Speaking as a fellow parent, it is our responsibility to raise our children to become reasonably responsible, productive and positive members of society. And unfortunately there is no book or manual on how to do this; we just have to figure it out as we go. So how do we develop rules, discipline, and communication to feel as though we have done our best to grow our children into the people we think they should be? This is by no means an all inclusive book or manual on how to be the perfect or ideal parent, but here are some tips that may help guide you in the right direction.

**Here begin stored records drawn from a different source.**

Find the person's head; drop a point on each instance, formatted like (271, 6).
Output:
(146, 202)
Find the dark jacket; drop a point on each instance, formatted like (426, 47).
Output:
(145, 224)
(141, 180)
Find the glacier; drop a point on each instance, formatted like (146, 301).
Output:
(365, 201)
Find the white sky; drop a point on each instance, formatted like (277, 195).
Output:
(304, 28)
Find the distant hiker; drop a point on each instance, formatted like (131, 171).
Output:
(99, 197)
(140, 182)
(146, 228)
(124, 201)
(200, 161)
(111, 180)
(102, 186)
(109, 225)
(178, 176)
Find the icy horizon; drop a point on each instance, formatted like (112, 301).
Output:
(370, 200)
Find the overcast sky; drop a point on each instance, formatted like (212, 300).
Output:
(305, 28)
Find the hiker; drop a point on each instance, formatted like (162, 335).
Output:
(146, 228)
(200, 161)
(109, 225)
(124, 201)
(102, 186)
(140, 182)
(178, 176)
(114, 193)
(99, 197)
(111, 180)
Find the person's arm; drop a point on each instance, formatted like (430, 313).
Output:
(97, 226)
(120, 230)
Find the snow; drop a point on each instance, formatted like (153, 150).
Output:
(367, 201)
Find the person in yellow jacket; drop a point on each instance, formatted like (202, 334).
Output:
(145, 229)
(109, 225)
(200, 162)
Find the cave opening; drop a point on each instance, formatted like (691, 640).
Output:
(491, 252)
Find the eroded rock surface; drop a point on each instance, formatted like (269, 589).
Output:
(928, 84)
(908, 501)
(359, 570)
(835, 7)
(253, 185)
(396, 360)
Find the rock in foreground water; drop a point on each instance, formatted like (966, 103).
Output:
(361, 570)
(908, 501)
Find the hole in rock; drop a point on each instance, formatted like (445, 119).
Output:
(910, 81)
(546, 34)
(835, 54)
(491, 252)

Children need clear, specific and consistent rules and boundaries. Though we feel our children hate to follow the rules and resist against them, deep down our children crave them. But how is it that what they show us on the outside is so different from what they feel on the inside? It’s because rules and boundaries provide structure, they teach about responsibility, respect, and independence. They teach our children the foundation of what their entire lives will revolve around. Without rules children can feel a sense of chaos and unpredictability. But be careful to not go overboard with the number and extensive details of the rules; make as few rules as possible and be clear and concise. Choose associated consequences that you will be willing or able to enforce. Without follow through and consistency, children are likely to learn that rules don’t have to be followed because nothing bad will happen. This is creating a false sense of reality. In the world outside of the home, there are rules that have to be followed and consequences given to those who break them. Take the time to clearly explain expectations, rules and associated consequences, and have them repeat in their own words to ensure understanding. If you find it to be appropriate, even include your children in the rule making process. They may be more likely to want to abide by the rules if they can be a part of the decision making process.
 
Although this may seem more difficult as your child gets older, take the time to encourage communication between your child and yourself. The positive communication between a parent and child helps them build self esteem and feelings of encouragement, understanding and acceptance. Show interest in your child’s interests and experiences, even when they are different than your own. When you allow and participate in conversation with your child about their lives, you are encouraging them to learn more about themselves and lessons from their own experiences. In listening to our children talk, we often want to give advice, criticism or directions on how we would handle particular situations, but try to avoid this as much as possible. Ask them what they think, problem solve with them, show them some respect. They are their own person, and they have their own ideas. Our children will only learn to solve problems by having their own experiences, making their own mistakes and learning from their own lessons. As parents, we often want to protect our children by teaching them from our own experiences and lessons, but the best and only way they will learn is to experience it themselves. Encourage and allow your children to have their own interests and ideas, and encourage them to keep open communication with you about these things. This shows your children than you are interested in them, accept them for who they are, and that they are unique and important individuals.